That’s right – Emergency Cookies! From the couch to fresh-baked in 20 minutes…depending on how fast you stir and stuff.
After seeing how much you guys liked the idea of these cookies on Facebook, I decided to put these ahead of some other recipes and posts I was planning to publish. Here we go…
I came up with this recipe when I was craving homemade dessert but feeling lazy. Also, I wanted sweets like yesterday, so I had to come up with something in a jiffy. Oh, and I also didn’t want to waste the time or ingredients baking dozens of cookies. I just wanted to make enough for me…okay, and hubby. You guys know I love things in small portions.
After trying a couple variations on the recipe, I have one I’m ready to share.
PrintEmergency Chocolate Chip Cookies {Recipe}
- Prep Time: 5 mins
- Cook Time: 15 mins
- Total Time: 20 mins
- Yield: 2 1x
Description
You can have fresh-baked cookies 20 minutes from getting your booty off the couch with this recipe (assuming you don’t take forever gathering your ingredients, your oven doesn’t take too long to heat up, etc.). I seem to be in quite the lazy mood whenever I make this recipe, so I use ingredients that seem easier to find and portion out like oil instead of butter, maple syrup (plus molasses) instead of brown sugar. I think butter would taste better, but I never feel like waiting for it to come to room temperature or dirtying up another plate to melt it. But, there are plenty of substitution possibilities. Tailor them to your liking.
*Vegetarian, Vegan*
Ingredients
- 1/4 cup flour, plus 1 tablespoon (I’ve used unbleached all purpose and spelt with good results) (sub coconut flakes for the 1 tablespoon flour for a fun variation)
- 1/4 cup rolled oats
- 1/4 teaspoon baking powder
- pinch salt
- 2 tablespoons oil (I used canola – feel free to sub softened butter)

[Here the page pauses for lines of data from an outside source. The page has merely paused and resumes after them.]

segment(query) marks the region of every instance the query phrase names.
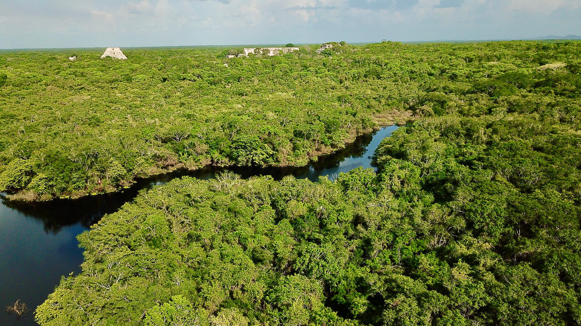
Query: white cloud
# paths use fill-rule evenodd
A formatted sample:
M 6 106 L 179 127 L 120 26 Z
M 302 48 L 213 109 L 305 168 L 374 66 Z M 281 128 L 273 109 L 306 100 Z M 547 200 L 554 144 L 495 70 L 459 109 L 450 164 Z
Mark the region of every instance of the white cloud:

- 2 tablespoons maple syrup (or another liquid sweetener)
- 1/8 teaspoon molasses
- 1/8 teaspoon vanilla extract
- 2 tablespoons chocolate chip
Instructions
- Pre-heat oven to 350 degrees F. Prepare a baking sheet with parchment paper.
- In a medium bowl combine flour, oats, baking powder, and salt. Whisk to combine (or use a fork to stir).
- In another medium bowl combine oil, maple syrup, molasses, and vanilla extract. Whisk till evenly combined (or use a fork).
- Add wet mixture to dry mixture and gently stir until all flour absorbed, careful to not overmix. If you’re feeling particularly lazy (like I was the last time I made this), go ahead and your chocolate chips with the wet mixture and skip the next step.
- Gently stir in chocolate chips.
- Evenly distribute to 4 mounds. Bake 14-16 minutes or until edges are just browning or to your texture liking. Allow to cool till they’re safe to touch and enjoy!
Notes
Makes 4 small cookies – just enough for 2 people! Enjoy!
***
You May Also Like:
- Chocolate Depression Cake Minis
- Chocolate Chip Cookie Dough Balls
- Peach Blueberry Individual Breakfast Crisp (could probably be modified for dessert)
You may want to book this one for the next time you’re craving sweets. This is now one of my go-to recipes.
PS I’m working on a variation of this as a breakfast cookie! I think I’m almost there and can’t wait to share it!
Have a great week! 🙂
Well, this is a lifesaver.. ; )
What a great idea! I have these type of emergencies all the time… like right now. They are in the oven!
These are perfect for my vegan teen! Thanks! Can’t wait to try them-
Woohoo! Hope he likes them! Btw, all of my Cake Minis are vegan (or have vegan options). 🙂 Hope you have a great weekend, Mary!
Hey Diana!
I just baked these cookies and they are soooo good! 🙂 I was wondering if I could substitute the flour with coconut flour or gluten-free flour and still achieve the same amazing results? Thank you so much for sharing!
★★★★★
Hi Mel, I’m so glad you liked them! 🙂
I haven’t experimented much with coconut flour, but from my understanding, the consistency is pretty different from AP flour, so most recipes need a fair amount of tweaking. Here’s a blog with some tips for you: http://noshon.it/tips/gluten-free-baking-substituting-coconut-flour/ I don’t use any eggs in this recipe, but maybe you could make a tiny flaxseed egg? Like use 1 teaspoon instead of 1 tablespoon? I’m just guessing, though.
I also haven’t experimented with gluten-free flour much yet, but I found a great resource for you: http://www.kingarthurflour.com/blog/2013/07/26/the-gluten-free-conversion-conundrum/ – looks like you may need to add extra fat or a little xanthan gum. Check out the article for details. Just remember, this recipe is for only two cookies, and I think their recommendations for additional ingredients to help the cookies are for a full batch.
Wish I could test this out for you a little, but my oven is broken! I’d love to hear how your experiments go if you try either of those substitutions. Happy baking!